Student activists submitted a proposal in July requesting the university divest from the 10, most of which are aerospace or defense companies, on the grounds that they contribute to Israel’s “occupation of Gaza and the West Bank” and to violence against civilians in those territories.
Brown’s Advisory Committee on University Resources Management, which is responsible for researching and reviewing proposals for divestment from specific companies, submitted its report to the university on Oct. 1. The committee recommend against divestment by a vote of 8 to 2, with one abstention.

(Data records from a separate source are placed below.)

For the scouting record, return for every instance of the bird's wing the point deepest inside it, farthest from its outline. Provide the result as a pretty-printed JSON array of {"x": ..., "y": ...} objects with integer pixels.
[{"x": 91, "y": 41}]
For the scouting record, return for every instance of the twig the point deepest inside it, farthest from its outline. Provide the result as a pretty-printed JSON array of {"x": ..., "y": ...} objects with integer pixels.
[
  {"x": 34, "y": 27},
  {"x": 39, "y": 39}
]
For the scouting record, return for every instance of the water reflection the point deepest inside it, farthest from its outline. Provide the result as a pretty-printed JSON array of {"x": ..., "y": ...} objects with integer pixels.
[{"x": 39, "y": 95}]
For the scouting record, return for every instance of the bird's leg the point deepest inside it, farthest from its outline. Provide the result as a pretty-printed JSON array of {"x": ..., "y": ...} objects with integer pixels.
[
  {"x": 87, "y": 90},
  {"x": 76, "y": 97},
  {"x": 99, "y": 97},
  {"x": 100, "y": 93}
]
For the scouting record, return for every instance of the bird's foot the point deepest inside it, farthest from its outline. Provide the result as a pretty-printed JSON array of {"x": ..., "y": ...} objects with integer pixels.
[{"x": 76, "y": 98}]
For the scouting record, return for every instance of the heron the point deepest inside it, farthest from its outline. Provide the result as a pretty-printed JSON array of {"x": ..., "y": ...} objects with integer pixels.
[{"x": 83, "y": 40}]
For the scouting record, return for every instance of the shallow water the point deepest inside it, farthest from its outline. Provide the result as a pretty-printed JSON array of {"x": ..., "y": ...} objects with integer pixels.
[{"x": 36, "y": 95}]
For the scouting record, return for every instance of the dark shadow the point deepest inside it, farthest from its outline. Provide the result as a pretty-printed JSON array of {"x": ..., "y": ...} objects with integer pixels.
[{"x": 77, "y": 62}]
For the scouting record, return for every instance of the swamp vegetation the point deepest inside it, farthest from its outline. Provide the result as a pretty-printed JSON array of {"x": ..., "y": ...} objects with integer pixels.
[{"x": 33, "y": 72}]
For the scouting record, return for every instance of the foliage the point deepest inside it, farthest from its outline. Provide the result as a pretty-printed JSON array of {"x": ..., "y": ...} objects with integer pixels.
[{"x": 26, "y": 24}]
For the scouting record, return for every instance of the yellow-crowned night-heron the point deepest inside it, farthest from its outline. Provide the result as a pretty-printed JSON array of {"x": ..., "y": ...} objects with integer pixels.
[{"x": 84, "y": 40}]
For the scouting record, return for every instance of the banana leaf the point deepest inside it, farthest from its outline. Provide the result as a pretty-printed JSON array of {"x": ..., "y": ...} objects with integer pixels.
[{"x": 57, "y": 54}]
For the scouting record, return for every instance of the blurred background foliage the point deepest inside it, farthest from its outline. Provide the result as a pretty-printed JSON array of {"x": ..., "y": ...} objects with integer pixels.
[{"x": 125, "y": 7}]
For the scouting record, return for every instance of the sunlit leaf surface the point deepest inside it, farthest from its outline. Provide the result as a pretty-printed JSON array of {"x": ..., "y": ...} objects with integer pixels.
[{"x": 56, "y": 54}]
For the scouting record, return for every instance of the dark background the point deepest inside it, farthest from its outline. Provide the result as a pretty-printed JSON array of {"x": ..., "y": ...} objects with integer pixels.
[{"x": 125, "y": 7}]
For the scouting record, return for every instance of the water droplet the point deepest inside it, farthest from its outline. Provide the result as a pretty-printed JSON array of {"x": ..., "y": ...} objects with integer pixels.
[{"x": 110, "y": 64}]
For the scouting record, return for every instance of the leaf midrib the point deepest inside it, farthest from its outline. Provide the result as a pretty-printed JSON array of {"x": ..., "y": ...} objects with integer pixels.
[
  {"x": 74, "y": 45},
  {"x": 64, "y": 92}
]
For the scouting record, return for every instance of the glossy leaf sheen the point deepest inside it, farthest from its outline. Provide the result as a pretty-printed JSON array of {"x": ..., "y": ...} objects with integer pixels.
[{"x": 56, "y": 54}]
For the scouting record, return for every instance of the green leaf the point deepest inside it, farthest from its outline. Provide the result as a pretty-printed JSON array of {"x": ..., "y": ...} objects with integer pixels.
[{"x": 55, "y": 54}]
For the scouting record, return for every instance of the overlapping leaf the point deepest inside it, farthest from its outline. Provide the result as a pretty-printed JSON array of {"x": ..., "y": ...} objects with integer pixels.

ACURM noted that Brown has no direct investments in those companies and that its indirect investment in them—about 0.009 percent of the total endowment—“is so small that it could not be directly responsible for social harm, as defined in ACURM’s charge,” the committee wrote. A divestment of that size, they continued, would constitute a “symbolic political statement”; ACURM’s charge disallows the recommendation of “any action that advances a position on social or political questions unrelated to the investment or expenditure of University financial resources under consideration.”
This is just the latest development in a long battle at Brown over divestment from companies that profit from contracts with Israel and its military. ACURM’s predecessor, the Advisory Committee on Corporate Responsibility in Investment Practices, voted to reject divestment in 2016.
When it came up for a vote again in 2020, after the student body voted for divestment in a 2019 referendum, the committee recommended divestment. But the Corporation of Brown University nevertheless declined to implement the recommendation, due in part to an incomplete report from ACCRIP that was impossible to implement as written “since it did not include clear standards for identifying which companies would be subject to divestment,” a university spokesperson told Inside Higher Ed last year. A former ACCRIP committee member, who spoke to Inside Higher Ed anonymously about the process, said the report reflected the committee’s sparse research, which consisted of just six one-hour meetings.
In the past, Brown has divested from companies doing business with apartheid South Africa, from tobacco companies and from companies supporting the Sudanese government during the humanitarian crisis in Darfur.
It is exceedingly rare for universities to agree to divest from companies over ties to Israel, but student activists have had a handful of successes. San Francisco State University decided to move toward divesting from weapons manufacturers. And Union Theological Seminary in New York has also said it will divest from companies that profit off the Israel-Hamas war as well as other conflicts—which its president told Inside Higher Ed is simply an extension of an existing policy to avoid investing in weapons manufacturers.